Risks associated with shale gas drilling have been over-stated and risk assessments have failed to take into account of mitigation measures demanded by the industry, according to global gas developer Cuadrilla.
Cuadrilla chief executive Francis Egan said safeguards put in place by industry had been ignored.
A recent European Commission report said that shale gas drilling using hydraulic fracturing- fracking - posed a high risk to the environment.
But Egan said the report failed to address key issues.
“What’s missing in the report is any consideration of residual risk,” said Egan at a shale gas summit attended by leading energy market players last week.
Residual risk accounts for the removal of risk after environmental mitigation measures had been taken. Egan said the European Commission report identified and classified environmental risks but “stopped” without considering residual risk.
The European Commission released three reports on shale gas drilling in Europe last month. They covered environmental risks, greenhouse gas emissions and potential contribution to gas supplies.
Environmental consultant AEA’s report on the environmental impacts identified eight areas where risks to the environment are high. These included air pollution, groundwater contamination and risks to biodiversity.
Egan pointed out that the report failed to account for actual practice being used on the ground. He gave the example of the Bowland Basin in Lancashire - where the firm is currently drilling for shale gas. Here he said - the risk of contaminating drinking water was small because it is working 1km below an aquifer that is not being used for drinking water.

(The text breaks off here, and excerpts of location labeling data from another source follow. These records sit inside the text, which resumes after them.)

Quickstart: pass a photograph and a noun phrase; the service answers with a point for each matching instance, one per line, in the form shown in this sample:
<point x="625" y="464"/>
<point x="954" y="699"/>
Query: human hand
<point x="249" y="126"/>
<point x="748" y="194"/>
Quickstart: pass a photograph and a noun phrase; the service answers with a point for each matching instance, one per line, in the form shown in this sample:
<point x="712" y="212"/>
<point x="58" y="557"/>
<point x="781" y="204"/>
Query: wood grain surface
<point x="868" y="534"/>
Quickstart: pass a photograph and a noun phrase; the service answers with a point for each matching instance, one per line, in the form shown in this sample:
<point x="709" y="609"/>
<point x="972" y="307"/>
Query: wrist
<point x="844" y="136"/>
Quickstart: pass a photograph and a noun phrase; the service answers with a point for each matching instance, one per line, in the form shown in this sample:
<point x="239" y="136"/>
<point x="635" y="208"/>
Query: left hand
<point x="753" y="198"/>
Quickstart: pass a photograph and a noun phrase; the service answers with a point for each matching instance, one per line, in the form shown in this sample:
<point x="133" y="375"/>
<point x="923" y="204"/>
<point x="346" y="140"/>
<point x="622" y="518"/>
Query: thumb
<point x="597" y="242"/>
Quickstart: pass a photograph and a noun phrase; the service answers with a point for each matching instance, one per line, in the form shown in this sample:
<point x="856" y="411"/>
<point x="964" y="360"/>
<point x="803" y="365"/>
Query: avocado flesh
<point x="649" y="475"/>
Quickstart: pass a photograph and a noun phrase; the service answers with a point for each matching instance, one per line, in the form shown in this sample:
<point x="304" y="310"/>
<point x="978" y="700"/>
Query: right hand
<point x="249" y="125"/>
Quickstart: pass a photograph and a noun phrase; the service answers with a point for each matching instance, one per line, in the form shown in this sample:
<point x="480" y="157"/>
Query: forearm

AEA said the study was “designed to help the European Commission develop regulatory policy”. It identified all areas that might require regulation, but failed to tackle site specific risk assessments.
He said the risks “need to put into context”, adding that “you can convince not to do anything. We need a decision on from the government.”
Cuadrilla said it hoped to start fracking the Bowland Basin this year, if it got the go-ahead from the government. This would involve getting football pitch sized area of up to 10 wells into operation by 2015.